6 Replies Latest reply: May 15, 2014 10:10 AM by jbvinny _ RSS

    Trap Entire Row

    jbvinny _

      I am working with a difficult PDF and have decided that my best approach is to trap entire rows worth of data and parse it out after the fact.  Whenver I try to do this I get a error that says the width can only be like 250 characters... Can someone explain how to trap an entire row to me?

        • Trap Entire Row
          Grant Perkins

          I can't say I have come across this one before.

           

          Are you hitting the field width limit (254 characters as I recall) or is there a a character limit to the width of the PDF file that can be processed? (Even so a report that is around 250 characters wide is not very usual - or at least it hasn't been usually historically.)

           

          Or, another option, has the PDF extraction become so wide in attempting to get the data to play nicely that it has resulted on overly wide 'fields'?

           

          If the latter and depending on what options you have for parsing the lines once extracted, it may be possible to compress the line width by removing excess spaces using the PDF extraction settings and get things under the character limit.

           

          If the limit relates to using a single field ther may be options for utilising more than one field as well. However without assessing the PDF input you are working with I would only claim to be speculating.

           

          It may be worth looking at the PDF file with 'fresh eyes' too. What sort of problems does it present? Some are indeed very difficult to work with but I have come across a few that looked impossible at first sight but turned out to be not so bad once I realised what was going on with them.

           

          Is the report confidential or can a representative sample be shared with others for investigation?

           

          Grant

            • Trap Entire Row
              Olly Bond

              Hello jbvinny,

               

              Yes, I've seen this one a few times Monarch will let you trap the entire row, but only in chunks of 254 characters. So highlight one field starting in column 1, another in 255, another in 509, etc. Call these , etc. They'll all be of type Character.

               

              Then in the table create a Calculated field of type Memo called as simply ... Now you can parse the data out that you need.

               

              Hope this helps,

               

              Olly

                • Trap Entire Row
                  jbvinny _

                  Grant,

                   

                  I was hitting the field width limit. I worry that compressing the data in the pdf extractor would make it difficult to then parse because the values are not seperated by a delminator. I have tried several different options with this report and traping all the data and then parsing it out in the table view or excel seems like my best shot. Basically, I have about 300 one page pdf's that I need to pull information from. The problem is that each PDF is formatted slightly different. Columns aren't aligned the same so I tried using a floating trap only to find that some data isn't even spaced the same vertically so my 2 line trap would need to be 3 lines in some cases. What I ended up doing was cominging all the files into a PDF binder and then saving that as text. While still ugly this data looked more managable if I could trap an entire line. However, I keep getting the error that my field was to wide and had never run into that before (or at least don't remember it).

                   

                   

                  Ollly,

                   

                  That should work. Once I combine the fields in the table view I can parse out each value using a space as the deliminator. Thanks!

                   

                   

                  Seperate question, have either of you had any success working with a table that is within a pdf. Something like :

                   

                  Miami New York Chicago Dallas

                  Net Income 5,452 4,364 6,000 4,800

                  Revenue 7,000 6,000 8,000 5,500

                  FTE's 200 100 250 175

                   

                   

                  Traping this data would be relatively simply using a multi-region approach but for some reason I always struggle with the headers (Miami, New York, etc)... Any thoughts? I'm sure I am just being dense and missing something. :cool:

                    • Trap Entire Row
                      jbvinny _

                      Wow my attempt at providing you a table failed miserably. Hopefully it still makes some sense.
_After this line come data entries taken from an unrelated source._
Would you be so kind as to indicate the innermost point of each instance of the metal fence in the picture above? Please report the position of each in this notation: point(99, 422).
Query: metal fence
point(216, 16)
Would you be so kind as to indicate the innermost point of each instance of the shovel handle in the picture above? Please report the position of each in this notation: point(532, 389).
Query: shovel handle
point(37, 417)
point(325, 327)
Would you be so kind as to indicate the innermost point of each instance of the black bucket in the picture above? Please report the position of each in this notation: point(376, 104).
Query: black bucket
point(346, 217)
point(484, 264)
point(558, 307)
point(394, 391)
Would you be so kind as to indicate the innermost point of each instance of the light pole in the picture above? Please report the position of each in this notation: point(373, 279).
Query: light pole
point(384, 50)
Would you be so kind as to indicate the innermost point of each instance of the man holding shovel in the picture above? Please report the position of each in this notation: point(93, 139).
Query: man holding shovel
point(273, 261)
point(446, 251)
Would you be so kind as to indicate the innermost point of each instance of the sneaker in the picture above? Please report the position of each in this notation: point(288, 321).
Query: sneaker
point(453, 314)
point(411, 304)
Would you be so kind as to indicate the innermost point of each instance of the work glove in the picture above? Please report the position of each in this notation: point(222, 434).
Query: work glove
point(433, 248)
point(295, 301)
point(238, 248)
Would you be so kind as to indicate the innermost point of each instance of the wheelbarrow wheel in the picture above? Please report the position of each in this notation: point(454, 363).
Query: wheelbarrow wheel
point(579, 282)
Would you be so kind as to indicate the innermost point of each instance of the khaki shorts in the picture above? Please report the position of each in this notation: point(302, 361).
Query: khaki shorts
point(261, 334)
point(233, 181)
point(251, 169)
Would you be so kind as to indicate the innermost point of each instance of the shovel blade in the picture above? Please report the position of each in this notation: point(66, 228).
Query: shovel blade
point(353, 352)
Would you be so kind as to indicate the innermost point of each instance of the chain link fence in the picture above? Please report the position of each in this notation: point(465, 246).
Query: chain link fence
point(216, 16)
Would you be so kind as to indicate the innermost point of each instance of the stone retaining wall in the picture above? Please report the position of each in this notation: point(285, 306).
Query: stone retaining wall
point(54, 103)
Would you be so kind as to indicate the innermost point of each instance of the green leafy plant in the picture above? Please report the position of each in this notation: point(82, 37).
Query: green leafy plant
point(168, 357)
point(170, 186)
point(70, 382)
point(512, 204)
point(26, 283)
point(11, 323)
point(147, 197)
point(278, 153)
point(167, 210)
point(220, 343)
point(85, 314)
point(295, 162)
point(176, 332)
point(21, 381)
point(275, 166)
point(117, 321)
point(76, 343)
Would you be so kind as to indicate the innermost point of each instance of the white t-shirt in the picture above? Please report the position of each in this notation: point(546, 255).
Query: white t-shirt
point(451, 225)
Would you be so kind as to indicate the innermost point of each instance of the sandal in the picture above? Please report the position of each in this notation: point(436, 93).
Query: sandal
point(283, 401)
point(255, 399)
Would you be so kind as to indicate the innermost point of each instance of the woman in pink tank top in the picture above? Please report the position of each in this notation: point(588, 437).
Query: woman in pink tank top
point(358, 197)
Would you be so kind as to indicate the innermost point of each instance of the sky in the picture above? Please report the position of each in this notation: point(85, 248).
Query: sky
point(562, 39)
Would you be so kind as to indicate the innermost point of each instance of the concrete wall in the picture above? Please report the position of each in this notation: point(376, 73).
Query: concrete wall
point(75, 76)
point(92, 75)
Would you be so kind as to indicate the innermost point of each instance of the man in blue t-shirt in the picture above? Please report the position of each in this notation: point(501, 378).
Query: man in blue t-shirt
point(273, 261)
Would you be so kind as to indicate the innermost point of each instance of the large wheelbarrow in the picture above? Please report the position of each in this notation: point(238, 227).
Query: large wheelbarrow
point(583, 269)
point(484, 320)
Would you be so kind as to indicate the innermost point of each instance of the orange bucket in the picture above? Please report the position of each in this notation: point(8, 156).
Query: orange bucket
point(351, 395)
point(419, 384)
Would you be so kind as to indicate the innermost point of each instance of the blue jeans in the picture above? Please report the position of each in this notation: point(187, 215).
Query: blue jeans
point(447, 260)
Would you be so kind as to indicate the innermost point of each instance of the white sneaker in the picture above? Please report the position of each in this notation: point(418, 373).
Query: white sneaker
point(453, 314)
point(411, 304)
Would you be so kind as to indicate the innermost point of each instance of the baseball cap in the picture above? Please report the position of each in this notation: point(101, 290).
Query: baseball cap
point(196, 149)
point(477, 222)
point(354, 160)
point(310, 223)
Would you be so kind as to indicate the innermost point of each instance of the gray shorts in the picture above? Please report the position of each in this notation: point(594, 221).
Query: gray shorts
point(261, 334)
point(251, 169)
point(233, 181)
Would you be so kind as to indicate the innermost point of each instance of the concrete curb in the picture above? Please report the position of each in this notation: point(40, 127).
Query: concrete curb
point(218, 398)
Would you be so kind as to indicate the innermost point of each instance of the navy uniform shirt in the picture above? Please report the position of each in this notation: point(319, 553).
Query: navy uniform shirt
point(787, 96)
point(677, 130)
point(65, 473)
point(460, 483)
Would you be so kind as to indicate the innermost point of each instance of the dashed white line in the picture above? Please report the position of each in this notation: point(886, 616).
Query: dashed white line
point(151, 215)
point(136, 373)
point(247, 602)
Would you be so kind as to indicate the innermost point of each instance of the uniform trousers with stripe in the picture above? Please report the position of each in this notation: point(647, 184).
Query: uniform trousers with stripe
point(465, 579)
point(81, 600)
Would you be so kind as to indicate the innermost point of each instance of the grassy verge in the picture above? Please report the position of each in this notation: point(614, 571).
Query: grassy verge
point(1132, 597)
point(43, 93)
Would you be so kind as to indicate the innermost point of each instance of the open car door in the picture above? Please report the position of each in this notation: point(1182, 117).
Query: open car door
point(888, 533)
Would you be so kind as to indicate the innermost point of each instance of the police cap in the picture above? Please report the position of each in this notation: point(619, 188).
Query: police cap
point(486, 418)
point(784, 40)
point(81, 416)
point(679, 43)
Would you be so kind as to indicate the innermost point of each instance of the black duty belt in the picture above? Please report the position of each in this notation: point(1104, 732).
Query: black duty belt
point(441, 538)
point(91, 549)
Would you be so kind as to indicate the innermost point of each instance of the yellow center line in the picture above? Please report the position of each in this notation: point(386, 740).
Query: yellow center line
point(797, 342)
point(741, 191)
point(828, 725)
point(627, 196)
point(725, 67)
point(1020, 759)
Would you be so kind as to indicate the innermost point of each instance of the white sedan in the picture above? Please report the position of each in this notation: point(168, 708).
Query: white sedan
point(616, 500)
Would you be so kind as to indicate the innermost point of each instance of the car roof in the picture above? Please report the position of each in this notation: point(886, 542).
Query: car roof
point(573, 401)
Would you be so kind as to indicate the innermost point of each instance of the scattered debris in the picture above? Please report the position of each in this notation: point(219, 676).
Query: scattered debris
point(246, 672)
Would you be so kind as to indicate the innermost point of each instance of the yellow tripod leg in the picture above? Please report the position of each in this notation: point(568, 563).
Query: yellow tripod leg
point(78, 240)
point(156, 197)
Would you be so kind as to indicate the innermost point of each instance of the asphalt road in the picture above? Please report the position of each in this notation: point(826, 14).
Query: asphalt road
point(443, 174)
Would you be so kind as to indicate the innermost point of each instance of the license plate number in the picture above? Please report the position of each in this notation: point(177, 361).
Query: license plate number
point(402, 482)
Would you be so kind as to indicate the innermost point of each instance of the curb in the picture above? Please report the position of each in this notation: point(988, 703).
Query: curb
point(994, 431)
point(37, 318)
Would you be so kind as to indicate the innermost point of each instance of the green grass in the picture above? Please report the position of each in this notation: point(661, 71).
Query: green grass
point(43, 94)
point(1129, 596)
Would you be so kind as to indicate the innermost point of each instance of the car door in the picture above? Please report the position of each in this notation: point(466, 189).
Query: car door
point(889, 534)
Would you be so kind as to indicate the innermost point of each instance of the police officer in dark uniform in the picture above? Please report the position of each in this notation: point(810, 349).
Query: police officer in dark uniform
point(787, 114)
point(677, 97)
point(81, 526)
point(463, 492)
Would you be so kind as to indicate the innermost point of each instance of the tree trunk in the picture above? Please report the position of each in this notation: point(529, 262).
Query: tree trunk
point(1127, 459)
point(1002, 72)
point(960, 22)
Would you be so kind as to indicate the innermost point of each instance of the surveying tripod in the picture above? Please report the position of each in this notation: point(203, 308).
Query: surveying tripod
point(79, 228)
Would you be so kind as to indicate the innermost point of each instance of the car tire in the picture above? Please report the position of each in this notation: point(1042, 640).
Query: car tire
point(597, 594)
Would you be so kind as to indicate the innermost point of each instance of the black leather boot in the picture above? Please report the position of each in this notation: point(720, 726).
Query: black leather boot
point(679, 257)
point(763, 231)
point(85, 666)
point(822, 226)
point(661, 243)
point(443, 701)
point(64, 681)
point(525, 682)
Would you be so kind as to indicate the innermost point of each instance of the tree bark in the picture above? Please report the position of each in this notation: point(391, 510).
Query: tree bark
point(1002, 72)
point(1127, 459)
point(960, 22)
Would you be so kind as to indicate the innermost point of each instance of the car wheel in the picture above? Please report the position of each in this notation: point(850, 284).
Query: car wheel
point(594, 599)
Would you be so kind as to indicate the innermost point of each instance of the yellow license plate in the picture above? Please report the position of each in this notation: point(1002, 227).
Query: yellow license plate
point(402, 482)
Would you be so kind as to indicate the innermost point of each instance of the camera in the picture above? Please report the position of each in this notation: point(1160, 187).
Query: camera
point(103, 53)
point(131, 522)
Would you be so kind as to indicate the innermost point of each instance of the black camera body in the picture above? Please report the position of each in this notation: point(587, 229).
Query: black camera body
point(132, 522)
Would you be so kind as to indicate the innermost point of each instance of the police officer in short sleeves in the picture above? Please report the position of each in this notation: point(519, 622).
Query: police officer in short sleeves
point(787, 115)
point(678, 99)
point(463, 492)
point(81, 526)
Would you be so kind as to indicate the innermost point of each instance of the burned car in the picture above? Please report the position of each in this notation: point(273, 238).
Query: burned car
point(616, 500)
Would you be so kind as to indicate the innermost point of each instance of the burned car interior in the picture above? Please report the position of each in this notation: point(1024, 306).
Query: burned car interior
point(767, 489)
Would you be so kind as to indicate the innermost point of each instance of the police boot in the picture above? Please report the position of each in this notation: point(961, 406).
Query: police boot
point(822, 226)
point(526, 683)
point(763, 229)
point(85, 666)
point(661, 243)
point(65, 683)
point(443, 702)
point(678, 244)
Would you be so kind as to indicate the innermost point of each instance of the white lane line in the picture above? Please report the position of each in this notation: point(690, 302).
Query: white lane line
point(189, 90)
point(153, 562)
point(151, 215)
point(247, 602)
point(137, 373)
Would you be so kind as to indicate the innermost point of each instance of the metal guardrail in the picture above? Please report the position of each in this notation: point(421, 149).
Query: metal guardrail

                        • Trap Entire Row
                          Grant Perkins

                          Wow my attempt at providing you a table failed miserably. Hopefully it still makes some sense.[/QUOTE]

                           

                          Hmm. My attempt to put your table between CODE tags didn't give good results either.

                           

                          Basically if the cities present as column headers and so would fit into a multi-column region definition for the columns than it should be possible make that into an append template. However there are a couple of situations where with some reports other data can get in the way, literally, and mess things up. Assuming the table really appears

                          as a nice clean table well aligned then the append approach should be viable if you can define a trap to ID the line exclusively.

                           

                           

                          Grant

                            • Trap Entire Row
                              jbvinny _

                              Unfortunately I find that often the headers don't line up with the date below and therefore cross over from one multi column region to another...This seems to happen with PDF's often.   Any ideas there?